This is unfortunately common throughout all manufacturing, not just tools. Pioneer electronics does the same thing. They'll sell a model of stereo to an independent dealer, then sell the same model to Wally World, the only difference is the one at Wally World will be missing the last letter/number that the one at the independent dealer has. It's also missing a lot of features that only an independent dealer could identify. The identifier that nobody has mentioned, and what the manufacturers use to make sure they don't send a full feature saw to a bargain basement buyer is the UPC code. You can look at the UPC of a DW716 at Blowes/Home Despot and then look at the same model at a small local hardware store, and I guarantee they will all 3 be different.


----------



## The Coastal Craftsman (Jun 29, 2009)

i dont think its a case of one being a cheaper model for a cheaper store. i think its more of a case that dewalt change the design through the year and change things in the design of the tool. instead of giving it a complete different model number they say type 1/2/3/4. 

The only difference i can tell the type 1 from the type 2 on my tile saw is mine has a different locking ring for the blade. other than that i cant see a difference on the parts list.


----------



## gowings (Nov 10, 2013)

From Dewalt
The DW716 Mitre Saw that you bought recently is a new model that no longer accepts the laser attachment. This change happened over the last eight months or so.


----------



## renov8r (Feb 16, 2013)

I've never noticed multiple saws with same model number here from DeWalt. I have noticed that they either give a different model to competitors and sometimes the design changes a little bit over the years. However, one thing that I've been told is that companies sometimes release multiple products with different model numbers and price point for competition. Only difference is where it is made. A prime example is Milwaukee and their sawzall. They have one for like 100-150 bucks which is made somewhere in asia and they have another model thats made somewhere else. Both have same specs, but its made to sell.


----------



## builditguy (Nov 10, 2013)

I don't have any proof, but I do believe companies produce products for larger box stores, to meet a price point. I suspect "big box store" goes to the manufacturer and says we want an 18volt, 1/2", drill, with a retail price of $***. Then the manufacturer make the product to meet that price point. 
I have no idea about the internal parts. I do see "compact 18v dewalt drills" on sale quite often. The batteries are small and have no markings. In those cases I think they are sticking a cheap battery with the drill to save money. Or more accurately to meet a price point.


----------



## TheGrizz (Sep 16, 2011)

I know that WalMart and Blowes do this, and I'm sure Home Despot does too.

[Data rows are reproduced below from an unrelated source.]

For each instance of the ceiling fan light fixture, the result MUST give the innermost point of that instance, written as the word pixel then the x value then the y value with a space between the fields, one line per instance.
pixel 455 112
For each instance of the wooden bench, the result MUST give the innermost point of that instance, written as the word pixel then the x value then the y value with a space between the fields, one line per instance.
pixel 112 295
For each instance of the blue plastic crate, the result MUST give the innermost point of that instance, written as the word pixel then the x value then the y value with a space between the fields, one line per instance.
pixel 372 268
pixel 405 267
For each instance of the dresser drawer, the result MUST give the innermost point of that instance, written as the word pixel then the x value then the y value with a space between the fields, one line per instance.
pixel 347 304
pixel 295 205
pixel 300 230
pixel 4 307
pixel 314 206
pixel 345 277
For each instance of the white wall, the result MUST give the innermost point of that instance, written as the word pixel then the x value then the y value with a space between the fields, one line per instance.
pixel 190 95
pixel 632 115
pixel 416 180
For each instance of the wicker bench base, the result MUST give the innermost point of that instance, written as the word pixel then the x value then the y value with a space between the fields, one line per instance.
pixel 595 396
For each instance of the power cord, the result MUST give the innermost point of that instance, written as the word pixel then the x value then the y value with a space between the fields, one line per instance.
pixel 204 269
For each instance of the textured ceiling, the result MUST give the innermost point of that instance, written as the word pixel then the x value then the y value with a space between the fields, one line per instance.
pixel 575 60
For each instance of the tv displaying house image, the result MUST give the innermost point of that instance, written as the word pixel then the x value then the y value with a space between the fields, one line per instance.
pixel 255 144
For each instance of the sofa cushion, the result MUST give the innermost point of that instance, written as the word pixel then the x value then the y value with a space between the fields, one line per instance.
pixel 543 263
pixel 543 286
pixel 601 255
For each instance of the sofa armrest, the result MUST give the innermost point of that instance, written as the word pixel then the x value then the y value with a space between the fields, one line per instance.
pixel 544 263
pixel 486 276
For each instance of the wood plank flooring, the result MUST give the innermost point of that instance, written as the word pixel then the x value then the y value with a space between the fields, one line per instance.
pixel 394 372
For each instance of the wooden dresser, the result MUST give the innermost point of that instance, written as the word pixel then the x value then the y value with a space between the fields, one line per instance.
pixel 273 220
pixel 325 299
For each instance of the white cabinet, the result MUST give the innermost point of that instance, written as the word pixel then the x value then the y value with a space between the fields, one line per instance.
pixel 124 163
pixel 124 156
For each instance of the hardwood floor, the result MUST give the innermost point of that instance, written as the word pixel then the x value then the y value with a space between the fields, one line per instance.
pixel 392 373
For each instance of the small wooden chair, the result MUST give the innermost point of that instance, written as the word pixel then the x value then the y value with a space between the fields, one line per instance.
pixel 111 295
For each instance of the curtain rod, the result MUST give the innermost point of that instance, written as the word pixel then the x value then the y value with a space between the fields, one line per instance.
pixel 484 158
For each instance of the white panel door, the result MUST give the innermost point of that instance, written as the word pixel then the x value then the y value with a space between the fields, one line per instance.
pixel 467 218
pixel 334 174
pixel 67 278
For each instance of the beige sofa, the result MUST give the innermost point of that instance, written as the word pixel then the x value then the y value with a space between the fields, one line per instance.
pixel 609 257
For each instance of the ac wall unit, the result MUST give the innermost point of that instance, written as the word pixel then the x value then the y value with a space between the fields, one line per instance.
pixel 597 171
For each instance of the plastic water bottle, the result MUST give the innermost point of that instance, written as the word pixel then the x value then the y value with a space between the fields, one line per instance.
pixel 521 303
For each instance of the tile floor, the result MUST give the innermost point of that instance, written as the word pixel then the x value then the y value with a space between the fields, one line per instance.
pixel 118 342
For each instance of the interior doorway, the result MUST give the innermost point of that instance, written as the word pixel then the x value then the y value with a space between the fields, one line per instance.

They go to a manufacturer, say we like product "X", and we want to sell it in our stores, and here's what we're going to pay you per unit. Then they walk away and let the manufacturer figure out how to make product "X" fit into that price because they want those multi million dollar orders from the big boxes. That way if the quality of the product is less at their stores, they're not to blame because they didn't tell the manufacturer how to make the product fit in that price point.


----------



## Warren (Feb 19, 2005)

TheGrizz said:


> I know that WalMart and Blowes do this, and I'm sure Home Despot does too. They go to a manufacturer, say we like product "X", and we want to sell it in our stores, and here's what we're going to pay you per unit. Then they walk away and let the manufacturer figure out how to make product "X" fit into that price because they want those multi million dollar orders from the big boxes. That way if the quality of the product is less at their stores, they're not to blame because they didn't tell the manufacturer how to make the product fit in that price point.


Another fabrication with no proof. When buying tools, just read the info on the package. Yes Dewalt makes several different models of drills. But Chevy and Ford make several models of cars. We have seen tons of these allegations throughout the years, and still not one speck of real evidence.


----------



## Joasis (Mar 28, 2006)

builditguy said:


> I don't have any proof, but I do believe companies produce products for larger box stores, to meet a price point. I suspect "big box store" goes to the manufacturer and says we want an 18volt, 1/2", drill, with a retail price of $***. Then the manufacturer make the product to meet that price point.
> I have no idea about the internal parts. I do see "compact 18v dewalt drills" on sale quite often. The batteries are small and have no markings. In those cases I think they are sticking a cheap battery with the drill to save money. Or more accurately to meet a price point.[/QUOTE
> 
> I know that the DeWalt recip my son bought at Lowes (and no, I don't know the model other then new 20v) will only hold the blade in vertical, not 4 positions like the contractor grade....and mine, bought a few weeks back, is 4 position...I need to compare the numbers.
> ...


----------



## Rustbucket (May 22, 2009)

I will not disagree that the box stores dictate a price point that the manufacturers must meet, but when they do that the manufacturers assign a new model number or possibly "type". There are a hell of a lot of conspiracy theories and urban legend surrounding this, and there simply no evidence supporting same model number with cheaper parts. 

As for the compact battery issue, it's not a price issue. It's a weight and size issue. Some people don't need a full featured hammer drill if they're only using it to install hardware.


----------